Hill chose to shoot the movie in a 4:3 aspect ratio, which means the screen is more squarish than the wide banner that modern audiences are used to. Back before the 1950s, all movies were shot in 4:3 (or a similar aspect ratio) due to technical limitations, but nowadays some filmmakers return to it for artistic purposes. In “Mid90s”, the aspect ratio places emphasis on the characters: they’re nearly always centered in the frame. Whenever a character speaks, reacts, listens, or acts, they’re the film’s entire focus, filling the frame like a portrait. The movie is an art gallery of adolescent hopes, fears, vices, and insecurities. People are reflections of their context, so when Hill squares his skaters in front of the camera, we see the mid-90s bounce back through the lens.
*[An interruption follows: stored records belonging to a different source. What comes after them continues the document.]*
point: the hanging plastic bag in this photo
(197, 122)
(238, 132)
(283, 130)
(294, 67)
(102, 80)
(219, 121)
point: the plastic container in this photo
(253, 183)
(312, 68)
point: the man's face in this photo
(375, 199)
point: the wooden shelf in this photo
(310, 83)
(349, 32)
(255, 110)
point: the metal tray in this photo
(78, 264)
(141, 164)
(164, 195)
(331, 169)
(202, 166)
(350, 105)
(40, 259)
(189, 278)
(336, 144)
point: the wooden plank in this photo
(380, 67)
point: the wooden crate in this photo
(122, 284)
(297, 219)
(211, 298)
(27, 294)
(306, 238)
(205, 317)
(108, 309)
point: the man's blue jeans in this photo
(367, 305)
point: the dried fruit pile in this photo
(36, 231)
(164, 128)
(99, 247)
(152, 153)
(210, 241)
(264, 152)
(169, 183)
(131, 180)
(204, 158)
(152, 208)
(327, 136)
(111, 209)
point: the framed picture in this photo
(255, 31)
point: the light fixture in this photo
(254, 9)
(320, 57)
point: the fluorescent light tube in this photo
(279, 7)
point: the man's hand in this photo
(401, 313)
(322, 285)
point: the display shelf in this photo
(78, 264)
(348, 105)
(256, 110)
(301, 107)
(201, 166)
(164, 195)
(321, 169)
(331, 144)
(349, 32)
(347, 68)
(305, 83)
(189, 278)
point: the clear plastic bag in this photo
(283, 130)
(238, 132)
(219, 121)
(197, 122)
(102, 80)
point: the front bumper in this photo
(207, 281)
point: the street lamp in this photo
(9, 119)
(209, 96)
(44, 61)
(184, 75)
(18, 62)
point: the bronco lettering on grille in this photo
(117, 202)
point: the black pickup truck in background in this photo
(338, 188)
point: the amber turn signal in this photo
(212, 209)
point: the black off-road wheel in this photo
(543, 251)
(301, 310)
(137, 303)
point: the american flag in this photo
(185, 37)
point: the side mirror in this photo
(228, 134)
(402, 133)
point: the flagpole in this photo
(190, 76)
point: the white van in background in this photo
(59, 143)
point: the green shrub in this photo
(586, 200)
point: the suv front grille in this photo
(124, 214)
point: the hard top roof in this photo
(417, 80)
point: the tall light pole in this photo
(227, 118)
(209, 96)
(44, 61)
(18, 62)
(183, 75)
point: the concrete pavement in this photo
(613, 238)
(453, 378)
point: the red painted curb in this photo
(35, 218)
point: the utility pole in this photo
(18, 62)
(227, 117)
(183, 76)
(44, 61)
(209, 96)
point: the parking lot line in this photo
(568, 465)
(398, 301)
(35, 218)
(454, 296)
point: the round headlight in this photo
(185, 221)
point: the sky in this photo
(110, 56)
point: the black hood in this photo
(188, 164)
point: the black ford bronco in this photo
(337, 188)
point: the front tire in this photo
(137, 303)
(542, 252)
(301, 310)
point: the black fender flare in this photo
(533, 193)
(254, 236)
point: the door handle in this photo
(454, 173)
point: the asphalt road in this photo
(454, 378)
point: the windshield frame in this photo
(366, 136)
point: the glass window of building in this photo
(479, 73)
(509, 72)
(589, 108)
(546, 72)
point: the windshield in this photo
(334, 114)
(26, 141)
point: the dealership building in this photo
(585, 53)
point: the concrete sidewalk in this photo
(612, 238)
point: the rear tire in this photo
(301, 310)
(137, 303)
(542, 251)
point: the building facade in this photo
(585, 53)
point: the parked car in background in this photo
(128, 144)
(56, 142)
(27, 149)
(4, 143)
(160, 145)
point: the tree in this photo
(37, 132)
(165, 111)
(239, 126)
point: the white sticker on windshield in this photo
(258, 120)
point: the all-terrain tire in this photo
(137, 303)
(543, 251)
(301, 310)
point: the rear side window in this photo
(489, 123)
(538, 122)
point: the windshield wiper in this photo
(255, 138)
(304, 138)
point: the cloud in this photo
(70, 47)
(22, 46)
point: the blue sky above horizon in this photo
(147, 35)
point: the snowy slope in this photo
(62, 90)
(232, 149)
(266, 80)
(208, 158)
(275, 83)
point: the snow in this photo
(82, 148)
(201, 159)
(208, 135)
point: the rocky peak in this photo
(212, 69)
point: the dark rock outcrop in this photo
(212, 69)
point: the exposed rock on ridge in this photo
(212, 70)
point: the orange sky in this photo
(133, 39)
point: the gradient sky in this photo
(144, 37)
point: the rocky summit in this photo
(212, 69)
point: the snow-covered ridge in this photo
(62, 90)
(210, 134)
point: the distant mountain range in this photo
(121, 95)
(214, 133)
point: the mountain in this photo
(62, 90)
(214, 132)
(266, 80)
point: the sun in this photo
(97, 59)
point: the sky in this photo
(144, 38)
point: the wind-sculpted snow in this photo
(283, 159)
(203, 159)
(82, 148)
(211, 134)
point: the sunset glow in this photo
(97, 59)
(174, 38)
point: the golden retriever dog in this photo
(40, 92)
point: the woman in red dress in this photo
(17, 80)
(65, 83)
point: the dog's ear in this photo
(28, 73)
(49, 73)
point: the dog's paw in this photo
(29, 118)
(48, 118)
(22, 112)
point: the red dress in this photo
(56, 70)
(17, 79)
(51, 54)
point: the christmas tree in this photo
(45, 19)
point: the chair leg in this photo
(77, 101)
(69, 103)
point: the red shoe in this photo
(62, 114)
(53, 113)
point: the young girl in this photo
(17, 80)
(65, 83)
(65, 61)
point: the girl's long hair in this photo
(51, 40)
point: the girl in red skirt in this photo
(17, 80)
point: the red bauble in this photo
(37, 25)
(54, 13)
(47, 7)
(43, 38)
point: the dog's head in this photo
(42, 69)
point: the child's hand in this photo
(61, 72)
During its first hour, “Mid90s” keeps the story simple, following Stevie and his friends as they meander through life on wheels. Their spirals into self-indulgence eventually involve sex, drugs, and violence, even at their young ages. The 1995 indie film “Kids” became infamous for its portrayal of kids engaging in such behavior—“Mid90s” is like “Kids” meets Linklater’s “Slacker”, in that it uses wandering, hedonistic protagonists to evoke a specific place at a specific time. Paired with a carefully curated soundtrack and a score from Trent Reznor and Atticus Ross, the first hour of “Mid90s” swirls into a sublime dream and time machine.

When Hill’s screenplay introduces major conflict in the third act, though, the movie loses its momentum. There are small, interpersonal conflicts earlier in the movie that hint at characters’ suffering in subtle ways—notably Stevie’s skirmishes with his older brother, acted beautifully by Lucas Hedges—but the final act externalizes these hardships. Suddenly characters are moralizing out loud and the consequences of the kids’ actions hit them all at once. “Mid90s” seems to know that its finale is contrived, as it tries to swivel back to simple pleasures in its last moments, but the abrupt shift ends the movie on a jarring note.

The power of its first hour doesn’t fade, fortunately. “Mid90s” is a promising directorial debut for Jonah Hill and a great introduction to a host of young actors—especially lead actor Sunny Suljic and standout Na-kel Smith. If Hill can fine tune his next screenplay, he’s already proven that he has the direction to match.